The goal of Hiyakawa is to make diners feel like they are in Japan. Absolutely everything, from the fresh products and the scrupulous plating of the dishes to the temperate atmosphere and gentle, never-overpowering music, is intentional. “Each detail is about creating an experience,” says Perez.
In a city accustomed to fusion-fare and superficial spots, both Hiyakawa and Wabi Sabi are ultimate game-changers, and there is so much more to come. Perez envisions translating the culture into his eateries, as well as providing an educational experience in the art of Omotenashi, Japanese hospitality marked by a particular way of receiving guests while offering wholehearted service, and Komakai, fine, intricate and elaborate presentations of food. His goal is to open an empire of restaurants, as well as (eventually) launch a Japanese hotel brand.
“As Miami continues to grow, so does the market for people who want to have a unique dining experience,” says the restaurateur. “I think that for a long time Miami was missing true local craft. Until recently, tourists came here more so for the party scene and the bars; but now, with more Europeans and people from cities like NY and LA, Miami has a true appetite for restaurants that are serious about the craft.”
In the immediate future, Perez is launching a new restaurant in Coconut Grove named Midorie, meaning “greenhouse.” Midorie will be comparable in nature to Wabi Sabi, but will focus far more on Temaki, large cone-shaped sushi hand rolls.
Perez plans to open 20 of them, each in small locations that focus on quality vs. quantity. His ideas do not include larger restaurants yet or bringing his concepts to the mass market. Though plans are to open as many as possible in Miami, guests can expect much of the same understated and unpretentious style with which they’ve grown familiar.
Slow-drip rumors have also been going around that the restaurateur is opening a new exclusive eatery in Little River, and Perez officially confirms this will happen in 2022.
“The restaurant is going to be very unique and special,” says Perez.
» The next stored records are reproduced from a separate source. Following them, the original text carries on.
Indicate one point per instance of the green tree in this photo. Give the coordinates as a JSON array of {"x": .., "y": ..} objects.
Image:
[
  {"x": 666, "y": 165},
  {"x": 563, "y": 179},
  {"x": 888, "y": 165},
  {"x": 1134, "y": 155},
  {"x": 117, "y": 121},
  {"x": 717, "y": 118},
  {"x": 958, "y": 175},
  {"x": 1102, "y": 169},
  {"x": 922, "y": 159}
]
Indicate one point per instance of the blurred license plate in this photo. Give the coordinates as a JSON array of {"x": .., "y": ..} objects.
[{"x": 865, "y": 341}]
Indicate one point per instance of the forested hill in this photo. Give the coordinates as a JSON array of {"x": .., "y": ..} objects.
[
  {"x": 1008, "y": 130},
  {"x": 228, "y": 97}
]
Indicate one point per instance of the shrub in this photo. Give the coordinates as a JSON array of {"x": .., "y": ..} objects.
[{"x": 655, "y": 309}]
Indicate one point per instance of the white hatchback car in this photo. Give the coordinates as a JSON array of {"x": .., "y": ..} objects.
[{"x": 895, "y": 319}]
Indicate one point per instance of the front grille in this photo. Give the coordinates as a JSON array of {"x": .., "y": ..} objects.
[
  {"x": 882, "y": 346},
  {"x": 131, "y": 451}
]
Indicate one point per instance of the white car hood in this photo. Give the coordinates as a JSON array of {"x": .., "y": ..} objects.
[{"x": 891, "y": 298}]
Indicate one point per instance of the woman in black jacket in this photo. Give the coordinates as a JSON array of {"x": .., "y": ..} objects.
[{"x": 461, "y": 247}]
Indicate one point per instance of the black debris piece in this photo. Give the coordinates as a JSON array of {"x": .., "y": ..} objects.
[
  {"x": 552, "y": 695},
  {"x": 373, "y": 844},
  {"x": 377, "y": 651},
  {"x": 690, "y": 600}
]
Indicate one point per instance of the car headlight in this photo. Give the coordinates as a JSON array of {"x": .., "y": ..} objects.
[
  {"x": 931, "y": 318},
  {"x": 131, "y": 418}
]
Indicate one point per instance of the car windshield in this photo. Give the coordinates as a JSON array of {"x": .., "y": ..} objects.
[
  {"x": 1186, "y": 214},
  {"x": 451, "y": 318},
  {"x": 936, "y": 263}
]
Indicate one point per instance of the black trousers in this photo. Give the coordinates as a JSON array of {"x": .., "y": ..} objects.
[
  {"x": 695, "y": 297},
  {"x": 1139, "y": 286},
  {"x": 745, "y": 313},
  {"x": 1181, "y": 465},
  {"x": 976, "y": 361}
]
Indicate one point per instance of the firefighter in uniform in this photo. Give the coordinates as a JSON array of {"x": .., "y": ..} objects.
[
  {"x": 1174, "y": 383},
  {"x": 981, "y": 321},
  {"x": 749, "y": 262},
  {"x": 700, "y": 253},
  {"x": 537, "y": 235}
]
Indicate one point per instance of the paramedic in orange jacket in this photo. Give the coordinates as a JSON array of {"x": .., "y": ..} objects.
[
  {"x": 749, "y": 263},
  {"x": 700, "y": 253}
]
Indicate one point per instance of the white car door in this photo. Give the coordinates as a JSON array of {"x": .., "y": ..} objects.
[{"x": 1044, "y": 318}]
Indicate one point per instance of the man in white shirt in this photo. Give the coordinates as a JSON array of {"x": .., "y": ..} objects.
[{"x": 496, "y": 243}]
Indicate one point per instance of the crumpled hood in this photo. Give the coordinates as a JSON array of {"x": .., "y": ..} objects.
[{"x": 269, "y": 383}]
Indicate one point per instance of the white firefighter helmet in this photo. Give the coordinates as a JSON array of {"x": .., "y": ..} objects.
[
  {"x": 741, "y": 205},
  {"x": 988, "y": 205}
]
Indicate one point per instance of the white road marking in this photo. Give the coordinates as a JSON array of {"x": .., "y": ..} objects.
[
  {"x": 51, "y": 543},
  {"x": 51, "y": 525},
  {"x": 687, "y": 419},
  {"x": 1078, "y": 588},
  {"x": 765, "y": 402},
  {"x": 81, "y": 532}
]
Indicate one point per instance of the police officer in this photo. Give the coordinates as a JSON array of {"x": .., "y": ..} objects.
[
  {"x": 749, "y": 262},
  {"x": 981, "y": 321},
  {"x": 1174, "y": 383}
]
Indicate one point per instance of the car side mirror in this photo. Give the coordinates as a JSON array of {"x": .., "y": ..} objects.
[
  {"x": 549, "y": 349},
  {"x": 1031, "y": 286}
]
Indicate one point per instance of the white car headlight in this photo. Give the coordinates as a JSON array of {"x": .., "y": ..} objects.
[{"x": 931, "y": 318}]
We are partnering with Suntory. We’re going to have premium Suntory whiskeys, Yamazaki and Hibiki. We’re going to have a highball concept with Japanese whiskey and we’ll have a secret, gorgeous Japanese garden. The restaurant has only 12 seats so we plan to seat only 24 people a day. It will be so authentic that the chefs don’t even speak English.”
Outside of taking Miami’s restaurant scene by storm, you can often find the restaurateur moonlighting as a gallerist at his personal gallery called Black Ship, where he works with interior designers to craft distinctive spaces and curates a collection of art from local and emerging artists. In his time not launching new concepts and executing artistic missions, Perez makes regular daily visits to both his restaurants, ensuring to pass by each table to greet guests and taking calls from his VIP clients, who he takes care of personally.